Comment Re:Summary of Apology (Score 1) 290

Recently I got a bug up my butt and complained about crappy service at the my local coffee shop.

In my complaint I said I had waited for 3 minutes before one of the two counter people finally addressed me and took my order. It was a simple complaint about slow service in an empty shop.

The reply from the coffee shop manager was ten paragraphs long. In it they gave several possible explanations for why the counter people didn't take my order ranging from being engaged in a business related conversation to unavoidable staffing issues. The reply also included a detailed timeline of my visit to the shop based upon the security camera footage. Literally detailed to the second. Apparently my rough estimate of 3 minutes was wrong, I had actually only waited 1min 43 seconds, and the manager made sure to point that out in their email.

My reply was less than polite and ended with:

"Was the point of your email to keep me from ever being a customer again?
In what way did you think the ten paragraphs below are a better response than
'Sorry, our bad, next ones on us.' ? "

Sometimes it makes more sense say "Sorry" and stop digging that hole.

Comment Re:As a Canadian... (Score 1) 271

Actually you brought up a direct comparison of Canada to the US to push this idea of Unilateralism being either good or bad but not both.

It's a dumb idea, or question, or red herring.

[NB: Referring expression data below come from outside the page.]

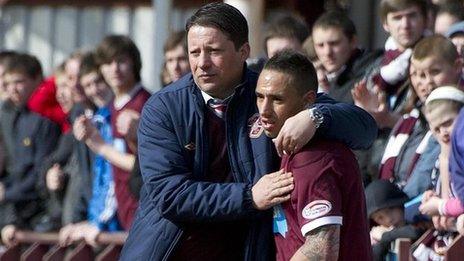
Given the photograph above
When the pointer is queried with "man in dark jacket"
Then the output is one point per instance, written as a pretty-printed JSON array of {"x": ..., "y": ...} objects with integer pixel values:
[{"x": 198, "y": 164}]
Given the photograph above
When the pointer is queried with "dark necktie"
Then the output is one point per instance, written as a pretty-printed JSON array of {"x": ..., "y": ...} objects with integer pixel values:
[{"x": 218, "y": 107}]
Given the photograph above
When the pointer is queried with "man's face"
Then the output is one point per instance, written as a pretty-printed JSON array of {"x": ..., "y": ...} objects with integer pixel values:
[
  {"x": 441, "y": 122},
  {"x": 405, "y": 26},
  {"x": 443, "y": 22},
  {"x": 19, "y": 87},
  {"x": 176, "y": 63},
  {"x": 277, "y": 101},
  {"x": 119, "y": 73},
  {"x": 277, "y": 44},
  {"x": 71, "y": 69},
  {"x": 430, "y": 73},
  {"x": 96, "y": 89},
  {"x": 64, "y": 94},
  {"x": 389, "y": 217},
  {"x": 333, "y": 48},
  {"x": 216, "y": 65}
]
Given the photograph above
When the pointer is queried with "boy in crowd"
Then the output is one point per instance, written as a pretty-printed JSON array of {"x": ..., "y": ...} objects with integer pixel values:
[
  {"x": 284, "y": 32},
  {"x": 336, "y": 46},
  {"x": 28, "y": 139},
  {"x": 287, "y": 32},
  {"x": 120, "y": 65},
  {"x": 93, "y": 130},
  {"x": 434, "y": 63},
  {"x": 405, "y": 21},
  {"x": 447, "y": 15},
  {"x": 385, "y": 206},
  {"x": 52, "y": 172},
  {"x": 456, "y": 35},
  {"x": 326, "y": 210}
]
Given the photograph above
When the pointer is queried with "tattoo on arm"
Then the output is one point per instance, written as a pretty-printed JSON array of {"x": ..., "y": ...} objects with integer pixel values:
[{"x": 322, "y": 243}]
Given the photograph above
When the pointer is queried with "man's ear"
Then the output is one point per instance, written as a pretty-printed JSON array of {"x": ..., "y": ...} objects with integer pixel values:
[
  {"x": 458, "y": 65},
  {"x": 354, "y": 42},
  {"x": 310, "y": 97},
  {"x": 385, "y": 26},
  {"x": 245, "y": 51}
]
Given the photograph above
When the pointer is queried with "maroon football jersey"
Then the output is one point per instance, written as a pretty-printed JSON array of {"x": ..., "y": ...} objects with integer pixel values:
[
  {"x": 127, "y": 203},
  {"x": 328, "y": 190}
]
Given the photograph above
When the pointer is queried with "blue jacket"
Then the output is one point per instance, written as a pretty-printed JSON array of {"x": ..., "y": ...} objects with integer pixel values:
[{"x": 173, "y": 155}]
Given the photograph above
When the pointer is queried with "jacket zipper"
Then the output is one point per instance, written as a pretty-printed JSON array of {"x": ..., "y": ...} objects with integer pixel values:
[{"x": 173, "y": 245}]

Unilateralism describes actions, it's those actions that determine the good or bad consequences.

If you don't understand that concepts such as sovereignty, security, and the various legal and moral traditions of a nation apply to it's policies and governance, than I don't recommend a career in international relations.

Comment Re:Peppy (Score 1) 418

Well there's always Switzerland, they have some incredible medical treatments. They wouldn't mind us sponging, especially since we do pay our own way. Or any of the other westernized countries with modern medicine. Just like other countries send patients here for medical procedures and treatments that they don't offer. It's a small world now, and reciprocity is an understood concept.

But really the fact is regardless of the style of medical care or health system offered, because the US is a large, educated, wealthy, populous, first world nation, it will always be a natural aggregate point for advanced medical techniques.

It doesn't matter how you pay for it, in the end medical advances will continue.

I don't begrudge those citizens of the US that lie to get Canadian health care (sometimes for things as simple as the flu). I do sincerely wish that there were better options for them. I suspect a lot of Canadians think like that.

I was wrong when I said I'd be laughing two years later, that was cruel and I'm sorry. The reality is I mourn all unnecessary deaths.

Comment Re:One number wherever I go? Already have that. (Score 1) 198

The above may be a joke - but I used to sell this kind of technology years ago (just before the 2001 bubble burst).

I concluded then that the reason for the failure of the company I worked for was that we were competing with cell phones. Find me Follow me, One Number, etc, however you market the service ultimately you are adding a layer of complexity and hassle when 90% of the phone calls will be coming to your cellphone anyways.

There's nothing here that hasn't been done by unified communications software and providers before. Of course Google has a name and cachet, but my prediction is that for most the current cell phone/voicemail solution will continue to endure.